1.3.10.31 RegEx Match
The RegEx Match processor matches the data in an attribute against a regular expression, and outputs the matching data in a new attribute. It also adds an attribute with an array of all the matched groups within the regular expression.
Use RegEx Match as a simple way to extract data that matches a regular expression. It is particularly useful where you want to create an array of groups.
Note that a group in a regular expression is contained between parentheses. A single regular expression may have many groups.
RegEx Match adds two attributes - one containing the value that matched against the whole regular expression, and another containing an array of the matching groups within the regular expression.
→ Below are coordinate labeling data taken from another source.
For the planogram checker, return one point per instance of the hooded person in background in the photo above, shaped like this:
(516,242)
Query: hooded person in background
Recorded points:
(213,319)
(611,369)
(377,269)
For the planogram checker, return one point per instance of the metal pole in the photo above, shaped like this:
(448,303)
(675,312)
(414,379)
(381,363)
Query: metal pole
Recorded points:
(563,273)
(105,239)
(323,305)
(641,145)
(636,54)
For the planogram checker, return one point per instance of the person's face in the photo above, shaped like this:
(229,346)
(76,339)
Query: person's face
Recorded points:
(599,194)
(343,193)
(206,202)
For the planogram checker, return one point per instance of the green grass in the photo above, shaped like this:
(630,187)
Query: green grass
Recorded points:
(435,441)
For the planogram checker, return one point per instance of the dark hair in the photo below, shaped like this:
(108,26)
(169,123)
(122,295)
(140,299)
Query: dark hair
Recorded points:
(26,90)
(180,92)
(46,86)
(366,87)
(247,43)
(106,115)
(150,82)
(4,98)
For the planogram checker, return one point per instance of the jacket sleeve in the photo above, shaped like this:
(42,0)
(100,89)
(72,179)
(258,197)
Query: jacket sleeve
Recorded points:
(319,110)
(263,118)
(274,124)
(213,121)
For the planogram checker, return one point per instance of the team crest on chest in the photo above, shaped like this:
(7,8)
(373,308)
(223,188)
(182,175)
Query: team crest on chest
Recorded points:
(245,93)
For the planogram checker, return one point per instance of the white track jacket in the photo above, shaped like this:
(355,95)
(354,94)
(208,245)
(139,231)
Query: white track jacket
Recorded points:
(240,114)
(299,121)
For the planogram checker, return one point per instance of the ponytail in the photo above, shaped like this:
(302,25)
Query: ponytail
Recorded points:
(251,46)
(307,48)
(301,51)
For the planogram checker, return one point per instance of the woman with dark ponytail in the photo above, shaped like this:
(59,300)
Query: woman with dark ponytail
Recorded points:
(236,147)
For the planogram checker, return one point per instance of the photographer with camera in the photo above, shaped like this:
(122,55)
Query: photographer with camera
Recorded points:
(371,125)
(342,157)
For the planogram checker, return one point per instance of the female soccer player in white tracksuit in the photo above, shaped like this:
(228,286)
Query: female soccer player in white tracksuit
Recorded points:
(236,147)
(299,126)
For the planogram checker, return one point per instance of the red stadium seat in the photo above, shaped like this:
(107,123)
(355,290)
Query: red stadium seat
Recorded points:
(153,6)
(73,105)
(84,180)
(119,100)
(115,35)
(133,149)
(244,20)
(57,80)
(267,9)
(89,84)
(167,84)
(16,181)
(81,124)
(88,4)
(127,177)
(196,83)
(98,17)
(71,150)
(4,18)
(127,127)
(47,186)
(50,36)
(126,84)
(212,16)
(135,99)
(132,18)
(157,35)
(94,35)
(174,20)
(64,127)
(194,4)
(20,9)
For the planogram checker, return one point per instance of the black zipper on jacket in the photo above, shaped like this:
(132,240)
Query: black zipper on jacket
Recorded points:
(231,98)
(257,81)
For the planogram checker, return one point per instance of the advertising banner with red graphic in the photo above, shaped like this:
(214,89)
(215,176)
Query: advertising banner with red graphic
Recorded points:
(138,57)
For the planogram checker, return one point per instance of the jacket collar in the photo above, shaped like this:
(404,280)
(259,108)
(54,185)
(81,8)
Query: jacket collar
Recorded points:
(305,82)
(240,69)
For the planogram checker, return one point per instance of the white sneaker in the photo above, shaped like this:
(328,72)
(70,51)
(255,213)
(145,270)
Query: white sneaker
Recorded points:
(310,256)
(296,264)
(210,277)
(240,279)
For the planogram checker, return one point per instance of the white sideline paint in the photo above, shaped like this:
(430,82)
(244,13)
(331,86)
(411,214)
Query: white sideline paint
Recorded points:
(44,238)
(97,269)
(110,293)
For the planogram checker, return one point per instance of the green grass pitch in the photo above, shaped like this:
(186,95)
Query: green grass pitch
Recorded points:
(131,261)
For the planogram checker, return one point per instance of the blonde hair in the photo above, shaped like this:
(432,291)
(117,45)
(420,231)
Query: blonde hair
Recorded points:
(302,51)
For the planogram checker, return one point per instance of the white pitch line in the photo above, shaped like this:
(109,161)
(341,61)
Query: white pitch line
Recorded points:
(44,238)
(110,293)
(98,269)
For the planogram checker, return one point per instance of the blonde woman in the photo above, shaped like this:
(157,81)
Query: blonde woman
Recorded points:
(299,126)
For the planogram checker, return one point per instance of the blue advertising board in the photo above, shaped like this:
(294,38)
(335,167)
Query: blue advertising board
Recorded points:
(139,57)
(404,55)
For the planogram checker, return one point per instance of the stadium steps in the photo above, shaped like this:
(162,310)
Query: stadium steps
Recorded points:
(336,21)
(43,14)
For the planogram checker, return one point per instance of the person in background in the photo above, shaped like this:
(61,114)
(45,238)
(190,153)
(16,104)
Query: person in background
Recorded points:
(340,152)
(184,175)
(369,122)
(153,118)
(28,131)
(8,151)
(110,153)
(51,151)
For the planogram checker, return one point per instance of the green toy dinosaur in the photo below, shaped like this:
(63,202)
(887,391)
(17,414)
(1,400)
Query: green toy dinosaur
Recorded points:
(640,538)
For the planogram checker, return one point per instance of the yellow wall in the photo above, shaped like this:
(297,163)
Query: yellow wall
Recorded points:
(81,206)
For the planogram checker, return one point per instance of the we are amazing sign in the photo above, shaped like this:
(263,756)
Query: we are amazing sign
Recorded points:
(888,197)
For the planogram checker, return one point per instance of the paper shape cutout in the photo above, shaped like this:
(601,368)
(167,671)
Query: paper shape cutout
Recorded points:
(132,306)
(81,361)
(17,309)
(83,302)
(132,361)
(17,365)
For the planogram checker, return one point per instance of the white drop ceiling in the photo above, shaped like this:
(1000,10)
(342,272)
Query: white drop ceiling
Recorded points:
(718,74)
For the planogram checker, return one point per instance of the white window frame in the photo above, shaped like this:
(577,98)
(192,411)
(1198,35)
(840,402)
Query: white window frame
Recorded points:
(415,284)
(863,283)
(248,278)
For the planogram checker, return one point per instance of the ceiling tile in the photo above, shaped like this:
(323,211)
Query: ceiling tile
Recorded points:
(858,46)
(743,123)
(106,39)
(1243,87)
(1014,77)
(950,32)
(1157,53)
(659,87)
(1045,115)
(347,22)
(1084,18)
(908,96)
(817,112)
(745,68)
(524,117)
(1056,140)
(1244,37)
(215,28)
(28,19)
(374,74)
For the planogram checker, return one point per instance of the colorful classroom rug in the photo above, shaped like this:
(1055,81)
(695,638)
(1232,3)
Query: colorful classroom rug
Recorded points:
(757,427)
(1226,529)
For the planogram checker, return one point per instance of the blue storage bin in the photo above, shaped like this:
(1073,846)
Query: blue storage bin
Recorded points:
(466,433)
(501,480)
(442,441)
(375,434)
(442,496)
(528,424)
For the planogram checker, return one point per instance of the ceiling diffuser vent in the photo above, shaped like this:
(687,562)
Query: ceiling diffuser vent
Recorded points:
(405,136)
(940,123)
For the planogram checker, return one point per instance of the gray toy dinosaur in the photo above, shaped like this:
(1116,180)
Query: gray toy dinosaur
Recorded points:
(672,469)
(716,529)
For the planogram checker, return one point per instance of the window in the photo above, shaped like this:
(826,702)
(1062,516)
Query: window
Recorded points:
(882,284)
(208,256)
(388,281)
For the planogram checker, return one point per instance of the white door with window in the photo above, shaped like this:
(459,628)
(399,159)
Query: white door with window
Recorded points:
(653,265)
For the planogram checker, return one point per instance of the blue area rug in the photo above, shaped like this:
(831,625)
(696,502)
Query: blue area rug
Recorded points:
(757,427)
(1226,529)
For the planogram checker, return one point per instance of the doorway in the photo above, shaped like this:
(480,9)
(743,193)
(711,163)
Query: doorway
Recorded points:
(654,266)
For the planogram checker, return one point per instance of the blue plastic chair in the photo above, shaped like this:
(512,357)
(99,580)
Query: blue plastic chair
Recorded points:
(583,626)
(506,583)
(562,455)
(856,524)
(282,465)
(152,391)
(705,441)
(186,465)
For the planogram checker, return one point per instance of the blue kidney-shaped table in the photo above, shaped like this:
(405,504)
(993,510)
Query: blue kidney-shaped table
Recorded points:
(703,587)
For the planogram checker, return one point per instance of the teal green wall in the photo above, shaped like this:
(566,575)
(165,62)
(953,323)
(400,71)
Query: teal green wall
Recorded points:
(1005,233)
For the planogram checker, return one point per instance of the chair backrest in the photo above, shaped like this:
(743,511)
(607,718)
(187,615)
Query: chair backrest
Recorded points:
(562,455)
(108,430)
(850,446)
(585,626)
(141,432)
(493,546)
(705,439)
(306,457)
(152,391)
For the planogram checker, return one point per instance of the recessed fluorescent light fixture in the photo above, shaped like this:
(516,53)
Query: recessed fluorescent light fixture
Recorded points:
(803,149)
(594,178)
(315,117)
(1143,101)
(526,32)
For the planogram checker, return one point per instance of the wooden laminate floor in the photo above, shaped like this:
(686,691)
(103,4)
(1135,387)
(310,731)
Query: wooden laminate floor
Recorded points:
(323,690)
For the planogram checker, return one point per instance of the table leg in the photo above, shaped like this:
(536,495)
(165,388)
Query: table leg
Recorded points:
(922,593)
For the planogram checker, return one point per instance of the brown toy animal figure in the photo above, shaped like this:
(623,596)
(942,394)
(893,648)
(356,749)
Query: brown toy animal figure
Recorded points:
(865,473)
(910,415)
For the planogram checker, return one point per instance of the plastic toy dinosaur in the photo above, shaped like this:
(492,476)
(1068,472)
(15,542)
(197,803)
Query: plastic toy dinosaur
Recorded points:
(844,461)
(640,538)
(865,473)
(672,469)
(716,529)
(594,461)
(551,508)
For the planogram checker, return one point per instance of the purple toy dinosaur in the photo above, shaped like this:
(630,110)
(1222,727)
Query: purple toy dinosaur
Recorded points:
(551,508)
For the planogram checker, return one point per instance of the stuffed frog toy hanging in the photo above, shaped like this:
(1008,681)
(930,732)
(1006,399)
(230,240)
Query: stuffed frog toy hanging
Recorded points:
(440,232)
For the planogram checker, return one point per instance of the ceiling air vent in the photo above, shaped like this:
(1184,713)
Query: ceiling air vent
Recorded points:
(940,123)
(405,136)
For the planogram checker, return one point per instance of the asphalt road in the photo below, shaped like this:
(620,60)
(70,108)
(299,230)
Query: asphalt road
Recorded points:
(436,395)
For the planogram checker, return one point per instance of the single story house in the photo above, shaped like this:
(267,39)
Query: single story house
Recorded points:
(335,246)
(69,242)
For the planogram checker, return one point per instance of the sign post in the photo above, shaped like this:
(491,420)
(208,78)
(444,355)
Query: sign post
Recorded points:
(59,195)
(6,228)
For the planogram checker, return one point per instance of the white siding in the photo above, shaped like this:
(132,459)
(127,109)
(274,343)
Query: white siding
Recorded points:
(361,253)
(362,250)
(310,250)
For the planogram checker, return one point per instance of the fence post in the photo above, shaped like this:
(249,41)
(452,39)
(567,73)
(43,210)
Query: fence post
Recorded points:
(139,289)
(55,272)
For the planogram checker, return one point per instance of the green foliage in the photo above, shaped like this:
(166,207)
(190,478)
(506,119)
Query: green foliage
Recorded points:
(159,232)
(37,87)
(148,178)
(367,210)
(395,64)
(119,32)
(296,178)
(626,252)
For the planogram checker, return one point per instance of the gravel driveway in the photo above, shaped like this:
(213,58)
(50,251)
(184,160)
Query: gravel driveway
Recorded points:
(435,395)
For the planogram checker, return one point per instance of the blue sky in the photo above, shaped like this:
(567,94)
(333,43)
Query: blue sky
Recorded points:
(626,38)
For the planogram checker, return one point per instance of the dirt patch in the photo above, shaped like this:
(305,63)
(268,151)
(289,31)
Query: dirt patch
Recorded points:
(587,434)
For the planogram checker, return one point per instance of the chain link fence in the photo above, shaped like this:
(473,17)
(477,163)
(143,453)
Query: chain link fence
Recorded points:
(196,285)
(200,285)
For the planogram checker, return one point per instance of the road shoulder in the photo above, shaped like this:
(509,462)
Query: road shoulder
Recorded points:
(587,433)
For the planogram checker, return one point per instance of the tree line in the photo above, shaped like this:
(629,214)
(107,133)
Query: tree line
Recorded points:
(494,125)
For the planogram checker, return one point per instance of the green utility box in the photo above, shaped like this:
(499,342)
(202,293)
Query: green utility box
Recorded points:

If there was no match, the new attributes will both be null.
Regular Expressions
Regular expressions are a standard technique for expressing patterns and manipulating Strings that is very powerful once mastered.
Tutorials and reference material about regular expressions are available on the Internet, and in books, including: Mastering Regular Expressions by Jeffrey E. F. Friedl published by O'Reilly UK; ISBN: 0-596-00289-0.
There are also software packages available to help you master regular expressions, such as RegExBuddy, and online libraries of useful regular expressions, such as RegExLib.
The following table describes the configuration options:
Configuration | Description |
---|---|
Inputs |
Specify a single String attribute. |
Options |
Specify the following options:
|
Outputs |
Describes any data attribute or flag attribute outputs. |
Data Attributes |
The following data attributes are output:
|
Flags |
The following flags are output:
|
The following table describes the statistics produced by the profiler:
Statistic | Description |
---|---|
Matched |
The number of records which matched the regular expression. |
Unmatched |
The number of records which did not match the regular expression. |
Output Filters
The following output filters are available from the RegEx Match processor:
-
Records that matched the regular expression
-
Records that did not match the regular expression
Example
In this example, the values in an ADDRESS3 attribute are matched against the following UK Postcode regular expression:
([A-Z]{1,2}[0-9]{1,2}|[A-Z]{3}|[A-Z]{1,2}[0-9][A-Z]) +([0-9][A-Z]{2})
Matched values | Unmatched values |
---|---|
170 |
1831 |
Drilldown on Matched values:
Where values match, an array is created with the values matching each distinct group; that is, Outcode and Incode:
ADDRESS3 | RegExMatchFull | RegExMatchGroups |
---|---|---|
SP7 9QJ |
SP7 9QJ |
{SP7}{9QJ} |
BA16 0BB |
BA16 0BB |
{BA16}{0BB} |
LA9 7BT |
LA9 7BT |
{LA9}{7BT} |
E16 2AG |
E16 2AG |
{E16}[2AG} |
SN1 5BB |
SN1 5BB |
{SN1}{5BB} |